Trauma center answers are not yet clearTuesday, June 08, 2010
SouthtownStar
by SouthtownStar editorial staff
We understand the outrage and the charges that we in the
Southland are again forgotten, underserved and second class. The
fact that the entire Southland is served by just one Level 1 trauma
center seems absurd. The numerical designation means the highest level
of emergency medical care at a hospital, one capable of responding to
the most severe and serious wounds and injuries.
In a region filled with interstate highways and, sadly, plagued with
too much street violence in some of its towns, the need for such a
trauma center is real. In 2009, the region's one such center, Christ
Medical Center in Oak Lawn, handled about 3,000 trauma cases - largely
resulting from traffic crashes, shootings and stabbings from across the
Southland.
Patients came as well from Northwest Indiana, from cities such as
Hammond and Gary. With that state's closest Level 1 trauma center being
in Indianapolis, our neighbors to the east are similarly devoid of
top-flight trauma care.
This has left Christ Medical Center scrambling to provide the
critical and expensive emergency services to at least two major
population areas.
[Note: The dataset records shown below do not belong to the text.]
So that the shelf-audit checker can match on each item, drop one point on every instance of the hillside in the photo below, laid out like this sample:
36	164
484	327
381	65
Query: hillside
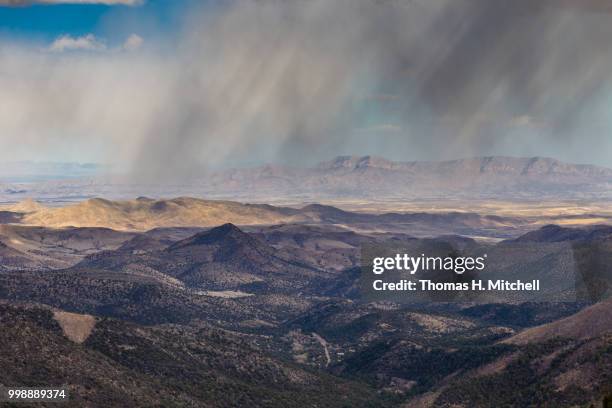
591	322
123	364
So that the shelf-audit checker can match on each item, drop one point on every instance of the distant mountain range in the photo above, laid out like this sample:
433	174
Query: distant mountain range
374	177
342	178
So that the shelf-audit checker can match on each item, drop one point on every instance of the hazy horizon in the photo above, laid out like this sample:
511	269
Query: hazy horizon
166	90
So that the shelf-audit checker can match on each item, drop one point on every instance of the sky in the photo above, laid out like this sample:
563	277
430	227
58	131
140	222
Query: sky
173	88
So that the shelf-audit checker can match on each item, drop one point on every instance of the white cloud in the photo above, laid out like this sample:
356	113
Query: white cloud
133	42
15	3
85	43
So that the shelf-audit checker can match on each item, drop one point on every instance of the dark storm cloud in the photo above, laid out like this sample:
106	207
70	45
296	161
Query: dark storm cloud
297	81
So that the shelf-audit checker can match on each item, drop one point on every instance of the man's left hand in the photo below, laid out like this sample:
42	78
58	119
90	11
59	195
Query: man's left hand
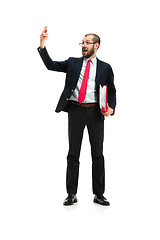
108	113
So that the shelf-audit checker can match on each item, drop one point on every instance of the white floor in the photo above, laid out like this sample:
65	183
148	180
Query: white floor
33	137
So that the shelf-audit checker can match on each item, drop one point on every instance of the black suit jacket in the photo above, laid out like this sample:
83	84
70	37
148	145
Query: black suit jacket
72	68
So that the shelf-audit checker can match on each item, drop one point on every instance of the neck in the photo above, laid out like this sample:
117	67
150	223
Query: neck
93	56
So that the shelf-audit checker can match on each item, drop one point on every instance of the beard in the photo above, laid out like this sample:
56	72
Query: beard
87	53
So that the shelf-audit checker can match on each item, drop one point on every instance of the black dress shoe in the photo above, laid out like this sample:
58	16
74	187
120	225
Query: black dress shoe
70	200
100	199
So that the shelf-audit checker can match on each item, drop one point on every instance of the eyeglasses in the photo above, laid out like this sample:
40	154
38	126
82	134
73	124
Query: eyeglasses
85	43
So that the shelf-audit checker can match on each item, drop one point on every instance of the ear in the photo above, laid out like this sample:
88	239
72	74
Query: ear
96	46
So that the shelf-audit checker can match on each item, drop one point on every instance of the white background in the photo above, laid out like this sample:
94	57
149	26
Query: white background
33	137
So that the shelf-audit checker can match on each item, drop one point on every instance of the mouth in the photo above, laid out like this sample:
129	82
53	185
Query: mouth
84	50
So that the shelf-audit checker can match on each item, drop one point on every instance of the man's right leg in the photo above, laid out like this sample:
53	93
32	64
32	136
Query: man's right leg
76	125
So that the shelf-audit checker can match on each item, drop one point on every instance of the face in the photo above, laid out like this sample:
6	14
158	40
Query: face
89	50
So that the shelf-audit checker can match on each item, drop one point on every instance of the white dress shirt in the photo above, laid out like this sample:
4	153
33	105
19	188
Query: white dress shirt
91	85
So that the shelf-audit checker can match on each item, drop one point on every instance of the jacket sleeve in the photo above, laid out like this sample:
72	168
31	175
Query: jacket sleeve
50	64
111	89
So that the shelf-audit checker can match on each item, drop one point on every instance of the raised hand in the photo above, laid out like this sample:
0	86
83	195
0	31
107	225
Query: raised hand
43	37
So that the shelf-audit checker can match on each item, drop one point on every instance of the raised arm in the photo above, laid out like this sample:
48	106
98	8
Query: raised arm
49	63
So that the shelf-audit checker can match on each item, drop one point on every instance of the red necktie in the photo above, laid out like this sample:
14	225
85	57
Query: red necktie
82	92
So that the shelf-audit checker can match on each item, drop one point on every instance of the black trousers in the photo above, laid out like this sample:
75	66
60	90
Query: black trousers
78	118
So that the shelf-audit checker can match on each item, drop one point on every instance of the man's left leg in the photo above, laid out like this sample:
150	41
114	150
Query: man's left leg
95	125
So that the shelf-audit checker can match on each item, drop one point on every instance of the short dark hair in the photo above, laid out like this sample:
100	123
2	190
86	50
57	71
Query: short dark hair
96	38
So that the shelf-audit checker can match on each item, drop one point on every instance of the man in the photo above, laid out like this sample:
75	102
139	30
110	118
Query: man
80	98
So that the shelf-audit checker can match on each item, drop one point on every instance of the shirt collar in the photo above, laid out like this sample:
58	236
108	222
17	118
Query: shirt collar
93	60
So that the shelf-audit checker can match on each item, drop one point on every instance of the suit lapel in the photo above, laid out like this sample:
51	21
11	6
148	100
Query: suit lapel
78	67
98	71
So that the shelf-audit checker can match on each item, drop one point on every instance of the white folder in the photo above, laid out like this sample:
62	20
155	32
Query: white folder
103	98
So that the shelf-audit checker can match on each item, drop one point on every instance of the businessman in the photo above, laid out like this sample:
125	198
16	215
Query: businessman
80	98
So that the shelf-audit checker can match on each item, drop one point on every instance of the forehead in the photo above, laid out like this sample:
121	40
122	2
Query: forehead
88	38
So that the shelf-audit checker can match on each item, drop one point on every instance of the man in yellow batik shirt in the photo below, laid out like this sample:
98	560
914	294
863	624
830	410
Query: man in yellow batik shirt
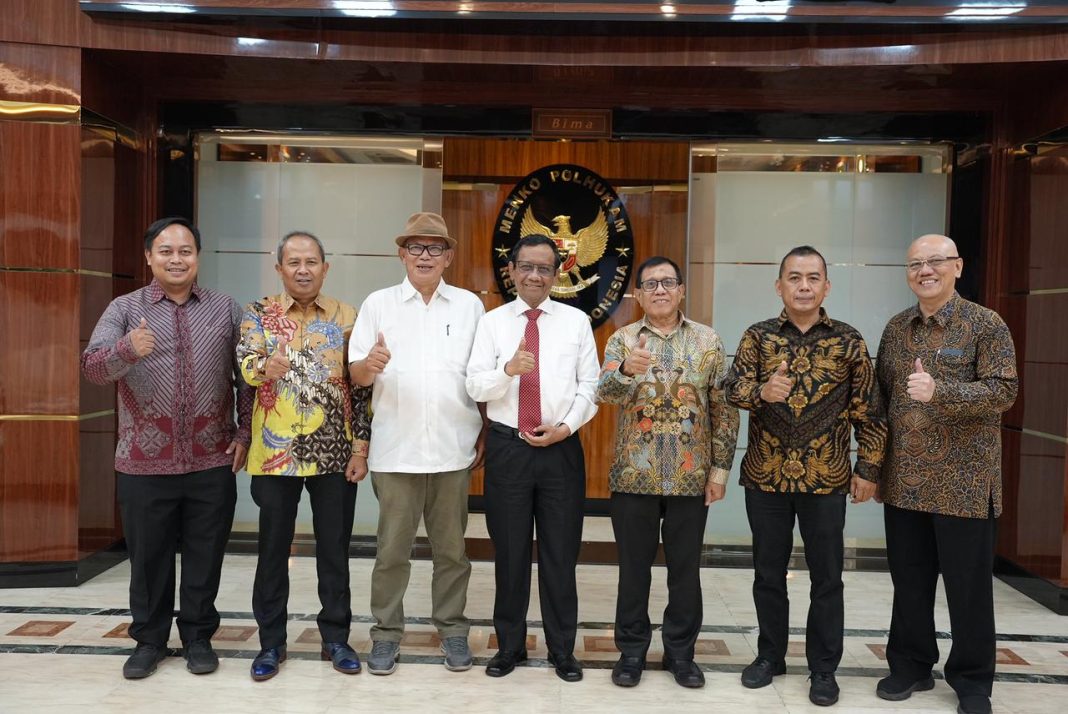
310	430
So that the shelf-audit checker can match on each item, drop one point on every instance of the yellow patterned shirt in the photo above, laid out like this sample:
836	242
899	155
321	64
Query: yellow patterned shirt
802	445
311	421
675	430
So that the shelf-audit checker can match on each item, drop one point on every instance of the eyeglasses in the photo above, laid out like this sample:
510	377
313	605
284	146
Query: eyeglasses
650	285
434	250
935	262
528	268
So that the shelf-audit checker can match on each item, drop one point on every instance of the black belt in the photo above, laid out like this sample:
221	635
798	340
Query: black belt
505	430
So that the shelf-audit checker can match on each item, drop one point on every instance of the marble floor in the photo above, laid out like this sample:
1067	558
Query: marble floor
61	650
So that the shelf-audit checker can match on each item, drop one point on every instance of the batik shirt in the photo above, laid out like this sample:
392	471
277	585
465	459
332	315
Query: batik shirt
175	405
311	421
802	445
944	456
674	429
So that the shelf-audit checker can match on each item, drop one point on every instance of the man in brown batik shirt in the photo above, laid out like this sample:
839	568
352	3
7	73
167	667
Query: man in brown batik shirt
946	368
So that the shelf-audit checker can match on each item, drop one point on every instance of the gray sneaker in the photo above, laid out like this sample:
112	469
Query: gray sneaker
383	657
457	653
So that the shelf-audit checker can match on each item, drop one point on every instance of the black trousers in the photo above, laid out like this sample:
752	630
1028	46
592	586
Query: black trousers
638	522
528	486
333	507
920	545
161	513
821	519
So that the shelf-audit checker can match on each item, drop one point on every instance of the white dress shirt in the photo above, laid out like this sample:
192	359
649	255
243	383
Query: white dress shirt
423	421
567	364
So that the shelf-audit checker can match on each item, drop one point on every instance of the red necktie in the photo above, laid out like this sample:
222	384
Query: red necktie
530	384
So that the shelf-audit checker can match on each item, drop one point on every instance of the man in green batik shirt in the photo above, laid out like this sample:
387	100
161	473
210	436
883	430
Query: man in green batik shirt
675	442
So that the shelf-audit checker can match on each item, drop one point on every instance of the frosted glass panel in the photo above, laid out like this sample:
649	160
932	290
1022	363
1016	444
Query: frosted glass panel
760	216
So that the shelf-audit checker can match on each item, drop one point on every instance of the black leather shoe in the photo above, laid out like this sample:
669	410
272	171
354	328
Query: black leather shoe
974	703
502	663
143	661
898	687
822	688
344	657
267	662
567	667
760	671
628	671
200	657
686	672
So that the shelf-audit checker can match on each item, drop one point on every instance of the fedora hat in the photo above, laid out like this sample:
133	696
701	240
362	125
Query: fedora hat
425	225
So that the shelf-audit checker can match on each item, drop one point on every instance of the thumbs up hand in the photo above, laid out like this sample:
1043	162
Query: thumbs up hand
921	384
779	385
142	339
378	357
277	365
639	361
521	362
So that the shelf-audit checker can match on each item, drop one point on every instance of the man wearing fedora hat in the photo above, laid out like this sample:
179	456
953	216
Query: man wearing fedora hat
411	344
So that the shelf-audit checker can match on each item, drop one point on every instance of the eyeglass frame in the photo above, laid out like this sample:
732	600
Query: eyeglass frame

While Christ officials have embraced the challenge and
provided excellent care, the geographic difficulty of funneling
Southland patients to Oak Lawn as they suffer life-threatening injuries
is great cause for concern.
The problem, of course, is money. More particularly, a lack of it at
any public level to bring expanded trauma care to the Southland.
The Cook County Health and Hospitals System recently did an analysis
of the availability of trauma care in the Southland that proposes
implementing a trauma center at an existing hospital, such as Ingalls
Memorial in Harvey or South Suburban in Hazel Crest. But the high cost
of such care makes that option unlikely. The analysis called for $81,000
to further look into the disparity of care, a proposal the county
health system's chief executive, William Foley, is taking under
advisement, a system spokesman said.
We're not sure precisely what this means, but if it seeks to prove
that this lack of trauma care is tied to race or poverty, we know
already that it does.
What we want is more clear facts on what the tradeoffs are and what
proof we have that more money might fix it. A deep quantitative analysis
that looks at outcome, what patients need what care and how fast - and
how best to get them there - makes sense. But the argument that "we
deserve one" won't find us the money, even if it's true. That's the case
in most of Northwest Indiana, where poor and rich and white and black
all get sent to Illinois.
We realize that a key component to the quality of life in the
Southland is access to excellent medical care, including critical,
life-saving care. That's why we need more data, more clear answers. This
should not, must not, be a case of "build it and they will come."
With a new health care system brewing in America, there are too many
unknowns when it comes to the costs, risks and rewards of hospital care.
We salute those activists who keep this issue at the forefront, but we
know the money pool is finite. We need more answers before we pluck more
money from the wallets of the people of Cook County.